Why do we use Hermitian operators in QM?

One problem with the given $3\times 3$ matrix example is that the eigenspaces are not orthogonal.

Thus it doesn't make sense to say that one has with 100% certainty measured the system to be in some eigenspace but not in the others, because there may be a non-zero overlap to a different eigenspace.

One may prove$^{1}$ that an operator is Hermitian if and only if it is diagonalizable in an orthonormal basis with real eigenvalues. See also this Phys.SE post.


$^{1}$We will ignore subtleties with unbounded operators, domains, selfadjoint extensions, etc., in this answer.


If you want to see something different, there are actually a few articles by Carl Bender developing quantum mechanics formulated with parity-time symmetric operators. He shows that some Hamiltonians are not Hermitian, yet they have real eigenvalues and seem to represent valid physical systems. If you think about it, the requirement that your operator is parity-time symmetric makes more sense physically than hermiticity. In a later article, his quantum mechanics approach was proven to be equivalent to the standard one where operators are hermitian.

If you are interested, you can read http://arxiv.org/abs/quant-ph/0501052


To give an answer that is a little more general than what you're asking I can think of three reasons for having hermitian operators in quantum theory:

1) Quantum theory relies on unitary transforms, for symmetries, basis changes or time evolution. Unitary transforms are generated by hermitian operators as in $U=\exp(iH)$. And unitary Lie group representations come with a lie algebra of hermitian operators.
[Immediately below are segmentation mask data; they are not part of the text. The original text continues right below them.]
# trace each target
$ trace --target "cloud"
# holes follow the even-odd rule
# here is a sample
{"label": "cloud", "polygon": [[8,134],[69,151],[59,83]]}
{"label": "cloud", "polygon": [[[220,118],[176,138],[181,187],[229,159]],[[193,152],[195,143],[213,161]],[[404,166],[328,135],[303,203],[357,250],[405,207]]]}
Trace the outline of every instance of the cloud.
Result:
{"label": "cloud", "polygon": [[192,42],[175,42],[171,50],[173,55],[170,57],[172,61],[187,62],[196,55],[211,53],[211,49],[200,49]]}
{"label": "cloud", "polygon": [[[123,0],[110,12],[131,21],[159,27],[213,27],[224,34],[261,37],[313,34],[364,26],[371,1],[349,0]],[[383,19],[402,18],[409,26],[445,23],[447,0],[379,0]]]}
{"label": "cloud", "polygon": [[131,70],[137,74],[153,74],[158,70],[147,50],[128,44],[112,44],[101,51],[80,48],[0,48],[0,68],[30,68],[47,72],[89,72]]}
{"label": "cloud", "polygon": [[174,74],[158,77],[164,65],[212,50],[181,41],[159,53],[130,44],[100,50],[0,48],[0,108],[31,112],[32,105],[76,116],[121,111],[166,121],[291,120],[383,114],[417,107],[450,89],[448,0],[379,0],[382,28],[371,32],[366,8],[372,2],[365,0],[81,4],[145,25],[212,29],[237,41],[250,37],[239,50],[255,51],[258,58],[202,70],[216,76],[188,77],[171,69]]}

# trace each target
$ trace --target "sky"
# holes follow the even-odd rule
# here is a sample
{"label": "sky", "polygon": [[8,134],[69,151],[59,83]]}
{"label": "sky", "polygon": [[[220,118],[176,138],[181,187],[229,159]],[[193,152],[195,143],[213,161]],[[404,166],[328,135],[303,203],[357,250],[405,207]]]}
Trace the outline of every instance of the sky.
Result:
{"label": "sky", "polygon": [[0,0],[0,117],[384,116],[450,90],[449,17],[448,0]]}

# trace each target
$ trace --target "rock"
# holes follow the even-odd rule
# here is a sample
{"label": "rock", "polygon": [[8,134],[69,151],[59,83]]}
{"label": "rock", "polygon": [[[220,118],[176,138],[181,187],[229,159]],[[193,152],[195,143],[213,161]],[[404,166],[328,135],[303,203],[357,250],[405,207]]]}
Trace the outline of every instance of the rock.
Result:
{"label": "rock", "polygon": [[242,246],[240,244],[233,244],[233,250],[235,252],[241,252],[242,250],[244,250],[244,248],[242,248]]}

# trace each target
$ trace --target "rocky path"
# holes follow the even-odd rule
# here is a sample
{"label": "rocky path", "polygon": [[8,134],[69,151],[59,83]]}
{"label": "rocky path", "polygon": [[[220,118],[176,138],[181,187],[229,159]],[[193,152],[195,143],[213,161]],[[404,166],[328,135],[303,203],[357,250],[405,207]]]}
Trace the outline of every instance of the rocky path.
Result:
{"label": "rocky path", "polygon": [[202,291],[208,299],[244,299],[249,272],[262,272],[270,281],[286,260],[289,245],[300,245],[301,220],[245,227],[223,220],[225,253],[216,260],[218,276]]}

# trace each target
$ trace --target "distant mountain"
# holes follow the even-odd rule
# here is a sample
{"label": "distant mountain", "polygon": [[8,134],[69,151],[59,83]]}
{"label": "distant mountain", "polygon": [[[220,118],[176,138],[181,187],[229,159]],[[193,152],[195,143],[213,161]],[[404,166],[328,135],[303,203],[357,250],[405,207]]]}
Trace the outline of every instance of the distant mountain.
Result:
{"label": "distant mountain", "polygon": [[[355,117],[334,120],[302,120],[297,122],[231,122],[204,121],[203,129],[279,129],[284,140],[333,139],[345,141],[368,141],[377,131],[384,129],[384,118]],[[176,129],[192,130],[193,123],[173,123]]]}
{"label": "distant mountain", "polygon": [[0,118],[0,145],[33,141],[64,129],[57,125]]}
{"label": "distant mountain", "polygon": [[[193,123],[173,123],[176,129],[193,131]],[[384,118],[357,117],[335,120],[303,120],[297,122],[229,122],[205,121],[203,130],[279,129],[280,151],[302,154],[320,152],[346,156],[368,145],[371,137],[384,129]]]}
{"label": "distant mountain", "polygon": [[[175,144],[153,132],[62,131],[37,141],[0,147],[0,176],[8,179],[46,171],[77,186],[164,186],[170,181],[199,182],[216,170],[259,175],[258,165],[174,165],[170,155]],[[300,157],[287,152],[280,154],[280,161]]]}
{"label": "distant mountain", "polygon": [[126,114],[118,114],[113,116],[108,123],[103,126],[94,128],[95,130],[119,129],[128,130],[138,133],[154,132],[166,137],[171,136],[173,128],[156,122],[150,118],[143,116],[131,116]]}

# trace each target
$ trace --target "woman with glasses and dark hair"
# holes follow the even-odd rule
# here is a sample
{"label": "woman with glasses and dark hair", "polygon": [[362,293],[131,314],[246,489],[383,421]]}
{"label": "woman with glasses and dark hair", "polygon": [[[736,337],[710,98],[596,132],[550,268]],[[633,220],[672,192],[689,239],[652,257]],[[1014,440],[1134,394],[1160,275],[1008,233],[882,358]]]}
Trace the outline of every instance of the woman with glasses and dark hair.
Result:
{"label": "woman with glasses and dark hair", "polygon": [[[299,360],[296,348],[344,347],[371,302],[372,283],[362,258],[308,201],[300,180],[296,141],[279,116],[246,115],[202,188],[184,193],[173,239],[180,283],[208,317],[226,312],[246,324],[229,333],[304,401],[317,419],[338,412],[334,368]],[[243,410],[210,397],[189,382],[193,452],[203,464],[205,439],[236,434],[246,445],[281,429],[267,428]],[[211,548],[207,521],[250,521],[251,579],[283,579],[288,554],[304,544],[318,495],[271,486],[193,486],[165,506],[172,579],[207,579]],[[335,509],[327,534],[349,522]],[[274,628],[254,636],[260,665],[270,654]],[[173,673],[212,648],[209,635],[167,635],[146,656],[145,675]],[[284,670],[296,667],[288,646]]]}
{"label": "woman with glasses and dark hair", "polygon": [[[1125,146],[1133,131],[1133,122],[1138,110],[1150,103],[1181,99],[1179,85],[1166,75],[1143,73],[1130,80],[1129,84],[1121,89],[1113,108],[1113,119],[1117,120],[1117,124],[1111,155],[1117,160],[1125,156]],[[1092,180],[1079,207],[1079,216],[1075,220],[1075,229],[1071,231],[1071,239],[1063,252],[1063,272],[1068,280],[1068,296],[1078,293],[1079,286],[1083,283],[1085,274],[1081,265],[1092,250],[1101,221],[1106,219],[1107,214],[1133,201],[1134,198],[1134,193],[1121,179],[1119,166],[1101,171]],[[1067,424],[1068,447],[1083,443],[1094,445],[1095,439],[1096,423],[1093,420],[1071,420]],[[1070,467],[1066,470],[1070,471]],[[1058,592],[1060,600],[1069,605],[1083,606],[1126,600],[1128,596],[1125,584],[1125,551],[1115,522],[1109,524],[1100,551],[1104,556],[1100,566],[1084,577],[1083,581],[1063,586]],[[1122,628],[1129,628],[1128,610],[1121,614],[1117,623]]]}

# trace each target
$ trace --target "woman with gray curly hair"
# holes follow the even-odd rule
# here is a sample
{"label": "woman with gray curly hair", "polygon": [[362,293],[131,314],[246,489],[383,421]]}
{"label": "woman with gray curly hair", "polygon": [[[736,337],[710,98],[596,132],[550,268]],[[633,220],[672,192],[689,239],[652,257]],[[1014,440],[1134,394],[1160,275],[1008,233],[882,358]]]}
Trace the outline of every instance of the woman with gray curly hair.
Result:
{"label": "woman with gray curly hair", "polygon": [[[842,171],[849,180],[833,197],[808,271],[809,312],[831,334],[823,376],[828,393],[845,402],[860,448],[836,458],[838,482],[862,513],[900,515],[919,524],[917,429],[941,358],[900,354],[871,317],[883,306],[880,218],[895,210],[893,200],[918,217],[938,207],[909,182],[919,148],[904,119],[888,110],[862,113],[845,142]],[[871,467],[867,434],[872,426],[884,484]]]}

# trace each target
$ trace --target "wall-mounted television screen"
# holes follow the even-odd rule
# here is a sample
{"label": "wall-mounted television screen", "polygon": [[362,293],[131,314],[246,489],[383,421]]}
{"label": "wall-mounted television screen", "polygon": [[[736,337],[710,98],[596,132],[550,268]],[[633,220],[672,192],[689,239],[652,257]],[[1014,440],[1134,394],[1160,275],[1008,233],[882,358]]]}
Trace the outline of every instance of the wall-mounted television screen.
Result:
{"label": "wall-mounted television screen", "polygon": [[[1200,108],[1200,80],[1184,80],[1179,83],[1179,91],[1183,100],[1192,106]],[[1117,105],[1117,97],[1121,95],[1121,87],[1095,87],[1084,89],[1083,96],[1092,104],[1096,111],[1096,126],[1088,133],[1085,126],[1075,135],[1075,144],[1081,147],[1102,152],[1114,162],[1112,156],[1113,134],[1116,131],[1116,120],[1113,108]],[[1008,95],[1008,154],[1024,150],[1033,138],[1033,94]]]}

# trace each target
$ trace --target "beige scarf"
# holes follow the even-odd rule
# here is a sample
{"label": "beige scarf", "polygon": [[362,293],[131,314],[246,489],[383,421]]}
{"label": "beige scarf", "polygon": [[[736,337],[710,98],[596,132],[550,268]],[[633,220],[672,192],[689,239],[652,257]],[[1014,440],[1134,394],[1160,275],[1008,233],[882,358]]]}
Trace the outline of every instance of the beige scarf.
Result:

2) Outcomes of measurements are taken from a set of orthogonal states with real measurement values. This structure if efficiently represented by a hermitian operator that comes with an eigenstructure that matches these requirements precisely.

3) State representations of subsystems and ensembles lead to hermitian operators. For ensembles this can be seen from the construction as a convex sum of projectors, which are necessarily hermitian. For subsystem states it comes out of tracing a projector over tensor factor spaces. This is related to point 2) because processes like decoherence connect measurement outcomes with density operators.